Cambiavano le leggi. In molti paesi si legalizzava l’aborto assistito, compresa l’Italia, dove si introduceva anche il divorzio, si abrogava il divieto di propaganda anticoncezionale, si cancellava il delitto d’onore, mentre il codice del 1975 sanciva la parità fra i coniugi. Soprattutto cambiavano i rapporti. Denunciata come fabbrica di personalità autoritarie funzionali alle dittature, base dell’oppressione delle donne, regno dell’ipocrisia, associazione mercantile, la famiglia si è praticamente reinventata, ha contrattato nuovi modelli di relazione, più libertà per i giovani, più tolleranza in tema di rapporti sessuali e di uso del denaro; ha dato alla figura dei genitori un’impronta più (forse troppo) paritaria. Le comuni alternative si sono dimostrate molto meno vitali. Ma c’è qualcosa che non bisogna mai dimenticare: se la famiglia si è umanizzata, è perché qualcuno ha osato chiamarla disumana.

Oggi non sono molti quelli/e che si fanno carico di vagliare il "nuovo corso", senza lasciarsi ipnotizzare dalla buona fama riconquistata dalla famiglia. Eppure, nonostante i grandi passi avanti, i problemi non mancano, e non sono solo quelli innescati dalle tecniche procreative, che rendono la distinzione fra pubblico e privato sempre più precaria. In certe convivenze fra genitori novantenni e figli più che maturi, oppressori e oppressi possono scambiarsi le parti; in altre, madri e padri più invecchiano più esigono controllo e potere. Negli assegni di mantenimento riconosciuti a soggetti adulti, sani e in grado di lavorare, è implicita una visione della famiglia come surrogato a vita delle provvidenze per la disoccupazione. I bambini, con il loro potente istinto a conservare quello che hanno, possono patire di trovarsi al centro delle convivenze più variegate; fra i giovani c’è chi ancora soffre per la mancanza di un dialogo con i genitori, e chi è assediato dalle profferte di amicizia e complicità. Molte donne continuano a dibattersi nell’alternativa figli/carriera, o a sfinirsi nello sforzo di tenerli insieme. E sarebbe facile continuare.

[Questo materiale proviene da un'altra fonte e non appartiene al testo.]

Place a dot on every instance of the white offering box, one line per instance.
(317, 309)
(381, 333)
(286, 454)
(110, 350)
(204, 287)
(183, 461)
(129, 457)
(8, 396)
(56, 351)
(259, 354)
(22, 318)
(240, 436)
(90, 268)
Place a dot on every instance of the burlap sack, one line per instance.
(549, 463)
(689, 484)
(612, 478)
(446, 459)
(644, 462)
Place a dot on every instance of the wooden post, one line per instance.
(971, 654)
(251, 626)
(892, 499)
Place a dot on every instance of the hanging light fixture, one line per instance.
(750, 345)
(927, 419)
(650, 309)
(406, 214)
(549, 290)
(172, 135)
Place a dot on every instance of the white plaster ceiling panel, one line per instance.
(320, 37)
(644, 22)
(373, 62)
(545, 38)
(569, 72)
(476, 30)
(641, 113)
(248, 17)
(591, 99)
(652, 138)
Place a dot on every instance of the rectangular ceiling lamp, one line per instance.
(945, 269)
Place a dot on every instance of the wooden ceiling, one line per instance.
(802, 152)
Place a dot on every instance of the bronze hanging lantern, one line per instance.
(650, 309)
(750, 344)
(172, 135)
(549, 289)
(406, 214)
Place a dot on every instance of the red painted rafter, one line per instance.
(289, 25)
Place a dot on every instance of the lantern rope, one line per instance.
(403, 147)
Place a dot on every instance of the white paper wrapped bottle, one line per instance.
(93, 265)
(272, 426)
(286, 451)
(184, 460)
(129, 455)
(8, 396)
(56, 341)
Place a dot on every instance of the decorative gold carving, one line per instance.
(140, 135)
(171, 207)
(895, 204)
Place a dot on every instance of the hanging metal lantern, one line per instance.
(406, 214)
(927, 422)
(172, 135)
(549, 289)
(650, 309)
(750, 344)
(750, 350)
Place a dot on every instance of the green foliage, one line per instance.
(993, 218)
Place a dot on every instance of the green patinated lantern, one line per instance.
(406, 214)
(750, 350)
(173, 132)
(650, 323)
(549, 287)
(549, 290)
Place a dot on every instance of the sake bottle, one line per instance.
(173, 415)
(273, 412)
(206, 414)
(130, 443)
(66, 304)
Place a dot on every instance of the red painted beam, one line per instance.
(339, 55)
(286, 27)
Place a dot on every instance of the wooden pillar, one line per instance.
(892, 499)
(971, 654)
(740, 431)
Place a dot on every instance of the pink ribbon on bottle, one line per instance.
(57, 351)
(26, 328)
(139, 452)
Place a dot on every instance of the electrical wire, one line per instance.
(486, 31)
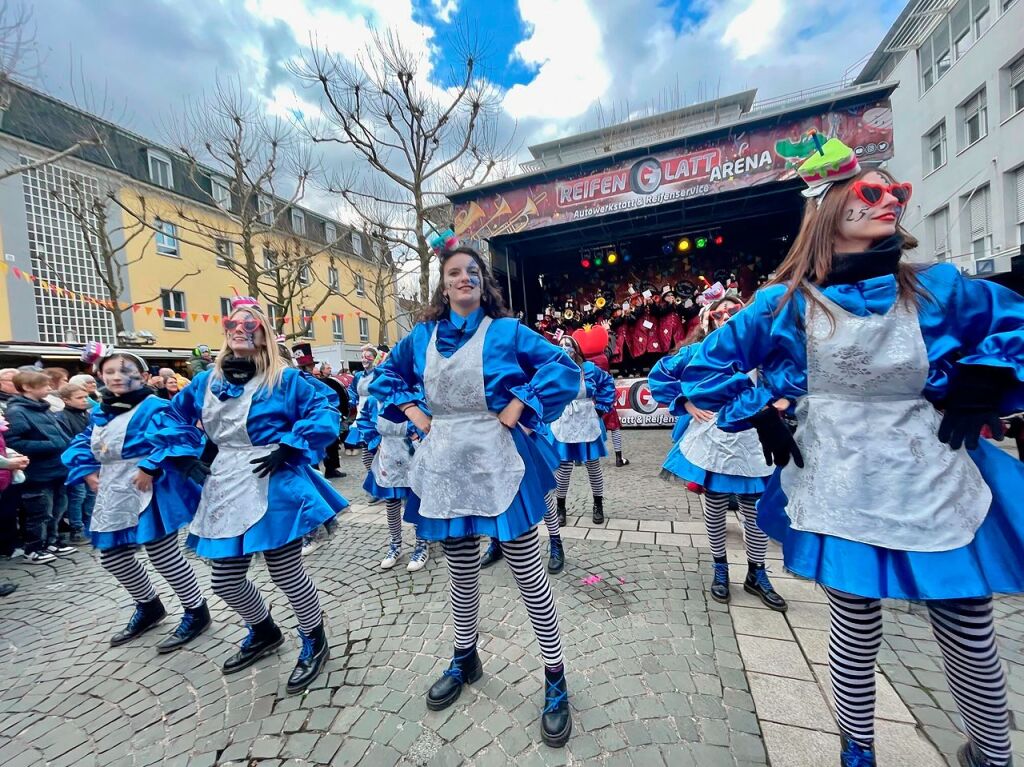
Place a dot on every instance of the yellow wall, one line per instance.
(151, 271)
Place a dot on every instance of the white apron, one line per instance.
(393, 457)
(876, 471)
(579, 422)
(119, 502)
(233, 499)
(468, 464)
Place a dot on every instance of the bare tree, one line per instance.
(108, 244)
(419, 140)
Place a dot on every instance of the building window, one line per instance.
(173, 302)
(167, 238)
(974, 120)
(935, 148)
(160, 169)
(978, 212)
(1017, 85)
(221, 193)
(225, 252)
(939, 226)
(265, 209)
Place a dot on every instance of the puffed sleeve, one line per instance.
(315, 424)
(989, 323)
(554, 378)
(758, 337)
(395, 381)
(666, 379)
(175, 432)
(79, 458)
(604, 389)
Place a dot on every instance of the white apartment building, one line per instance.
(958, 127)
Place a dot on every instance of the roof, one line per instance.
(772, 110)
(48, 122)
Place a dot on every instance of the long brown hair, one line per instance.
(491, 294)
(810, 257)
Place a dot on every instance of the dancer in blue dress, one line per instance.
(579, 431)
(894, 369)
(135, 505)
(264, 426)
(487, 381)
(723, 464)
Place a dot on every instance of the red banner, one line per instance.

Una Chiesa moderata e amorevole potrebbe dare un contributo di saggezza, di conoscenza (più da parte dei confessori che dei teologi) di equanimità, rinunciando innanzitutto a pretendere che lo Stato tratti le altre forme di convivenza come concorrenti abusive. La rivalità può esserci, perché no; le nuove unioni ampliano le opportunità di scelta e i possibili contraenti, forse logorano l’appeal già vacillante del matrimonio. Ma in che modo un Pacs potrebbe concretamente danneggiare una famiglia? In che modo, se non con misure restrittive e intrusive, una legge potrebbe disincentivare un processo che è essenzialmente culturale? Forse bisognerebbe imparare da quei parroci che danno la comunione ai divorziati e sepoltura ai suicidi, in attesa che le interpretazioni dottrinarie cambino - a volte è successo.

Fra gli amici delle unioni eterodosse, mi sembra ci sia il problema opposto dell’autolimitazione preventiva. E dunque sarebbe bene tenere a mente una verità sperimentata dalle donne: affrettarsi a mediare con le proprie convinzioni prima ancora di studiare una mediazione con quelle altrui, non aiuta, finisce anzi per farci arrivare al confronto già rimpiccioliti e indeboliti.